Hi all,
I’ve been a longtime lurker here and this is my first real post—I wanted to ask folks about the liberalization and subsequent destruction of the USSR versus Deng’s reforms in the PRC.
I know the USSR’s politburo was largely calcified near the end of its existence (with a lot of politicians being in their 60s-70s, lots of corruption, etc.) and the choice to both politically and economically liberalize is what put the last nail in the coffin for the USSR. From what I have read, the party basically gave its power away, let other parties run, and many old party members became part of the new bourgeois class. Most takes I see from other communists these days seem to be of the opinion that it’s the political liberalization that really killed the USSR, not necessarily just the economic opening up.
Which brings us to China: I think it’s an understatement to call the PRC’s development a miracle, and it seems like they’re going to continue a progressive path for the foreseeable future. Deng also opened things up, but in a much more controlled manner, with no political liberalization—it seems this is what has really contributed to the PRC’s success. Using the developmental ability of capital, while ensuring power remains in the hands of a state ideologically committed to improving material conditions, has worked well.
So my question then is: what allowed China’s political system to be adept at managing their economy without caving to bourgeois interests, compared to the USSR’s? What caused the USSR’s political system to fail compared to China’s? Does it have to do with policies made as far back as Stalin or Khrushchev? And what can a revolutionary socialist movement take away from this contrast to ensure it wouldn’t happen again in a (hypothetical) future?
Any responses or resources are greatly appreciated! Thank you.
China got material concessions for opening up as a market providing a large amount of educated labor in exchange for resources and the industrial capital it had long been starved of*, and became less isolated in general as the US started seeing it as an asset to exploit instead of a threat to crush. The USSR only got more hostility from the US for its concessions, and it alienated its allies as it abandoned them in the hopes of winning the US's trust and cooperation (which it did not receive), and then it got looted and torn apart when it opened up instead of seeing any sort of material benefit.
China also didn't make the absurd, unforced error of its ruling party declaring war on itself. Even when the liberal bloc came into power they didn't start castigating figures like Mao and trying to tear apart the legitimacy of the CPC, they didn't allow more extremist liberals to seize power from them, and they didn't systematically undermine the CPC in material ways at the ground level. Gorbachev's bloc on the other hand did all of those things, crippling the CPSU and empowering its enemies and then just passively letting Yeltsin coup the USSR.

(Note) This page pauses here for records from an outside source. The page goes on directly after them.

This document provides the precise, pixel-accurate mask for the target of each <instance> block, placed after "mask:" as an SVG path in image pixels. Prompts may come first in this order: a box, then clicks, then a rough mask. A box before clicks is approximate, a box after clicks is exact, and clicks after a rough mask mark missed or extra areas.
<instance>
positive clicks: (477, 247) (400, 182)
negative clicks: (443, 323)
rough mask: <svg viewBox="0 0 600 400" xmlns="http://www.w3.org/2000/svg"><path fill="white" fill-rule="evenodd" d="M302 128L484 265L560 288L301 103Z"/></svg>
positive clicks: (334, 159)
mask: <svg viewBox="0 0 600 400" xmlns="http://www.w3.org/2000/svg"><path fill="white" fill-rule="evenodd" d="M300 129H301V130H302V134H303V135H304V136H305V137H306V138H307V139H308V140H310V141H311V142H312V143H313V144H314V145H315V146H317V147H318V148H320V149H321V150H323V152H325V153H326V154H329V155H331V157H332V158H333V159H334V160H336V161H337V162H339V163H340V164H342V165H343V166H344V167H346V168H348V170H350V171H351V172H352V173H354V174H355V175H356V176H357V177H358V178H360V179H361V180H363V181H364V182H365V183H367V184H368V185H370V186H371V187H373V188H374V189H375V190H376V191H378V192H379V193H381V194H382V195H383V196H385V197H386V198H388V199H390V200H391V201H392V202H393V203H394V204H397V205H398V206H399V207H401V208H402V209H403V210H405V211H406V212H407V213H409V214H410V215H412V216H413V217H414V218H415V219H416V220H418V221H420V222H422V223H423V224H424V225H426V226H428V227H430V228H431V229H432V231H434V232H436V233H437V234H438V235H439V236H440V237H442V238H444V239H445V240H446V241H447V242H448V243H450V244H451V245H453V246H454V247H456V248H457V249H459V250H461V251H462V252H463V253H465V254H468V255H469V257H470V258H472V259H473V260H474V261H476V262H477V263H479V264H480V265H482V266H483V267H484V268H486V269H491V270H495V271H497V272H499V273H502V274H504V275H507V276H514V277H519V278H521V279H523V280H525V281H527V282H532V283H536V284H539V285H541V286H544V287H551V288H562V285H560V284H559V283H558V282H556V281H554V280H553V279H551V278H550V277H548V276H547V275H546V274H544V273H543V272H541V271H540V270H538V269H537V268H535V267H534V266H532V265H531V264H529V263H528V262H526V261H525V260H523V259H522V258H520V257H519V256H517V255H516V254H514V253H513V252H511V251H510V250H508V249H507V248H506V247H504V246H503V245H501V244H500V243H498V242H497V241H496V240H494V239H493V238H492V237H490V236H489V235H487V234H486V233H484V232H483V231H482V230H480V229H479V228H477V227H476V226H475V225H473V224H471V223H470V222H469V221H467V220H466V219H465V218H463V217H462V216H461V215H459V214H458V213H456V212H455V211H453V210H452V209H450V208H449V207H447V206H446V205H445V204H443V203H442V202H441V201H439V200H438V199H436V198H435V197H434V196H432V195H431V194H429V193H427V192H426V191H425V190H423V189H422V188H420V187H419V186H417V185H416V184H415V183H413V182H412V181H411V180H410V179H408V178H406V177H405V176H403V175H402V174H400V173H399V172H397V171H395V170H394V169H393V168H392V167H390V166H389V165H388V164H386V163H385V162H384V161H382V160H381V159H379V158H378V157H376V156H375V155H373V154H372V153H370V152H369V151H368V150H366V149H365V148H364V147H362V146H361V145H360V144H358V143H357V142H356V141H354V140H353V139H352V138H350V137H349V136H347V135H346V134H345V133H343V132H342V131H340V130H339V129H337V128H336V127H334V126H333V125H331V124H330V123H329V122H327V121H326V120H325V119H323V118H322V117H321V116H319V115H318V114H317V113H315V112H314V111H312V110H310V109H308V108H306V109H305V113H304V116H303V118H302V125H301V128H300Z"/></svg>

* Further, while there were material decreases in the standard of living of the working class in the short term from the concessions to foreign capital the CPC made, these were outweighed in the longer term by the huge material benefit of actually getting access to industrial capital on the level needed to fully industrialize, and they were able to weather consistent violent unrest over material conditions until the communist bloc came back into power and started enacting huge anti-poverty programs that seem to have alleviated those tensions now.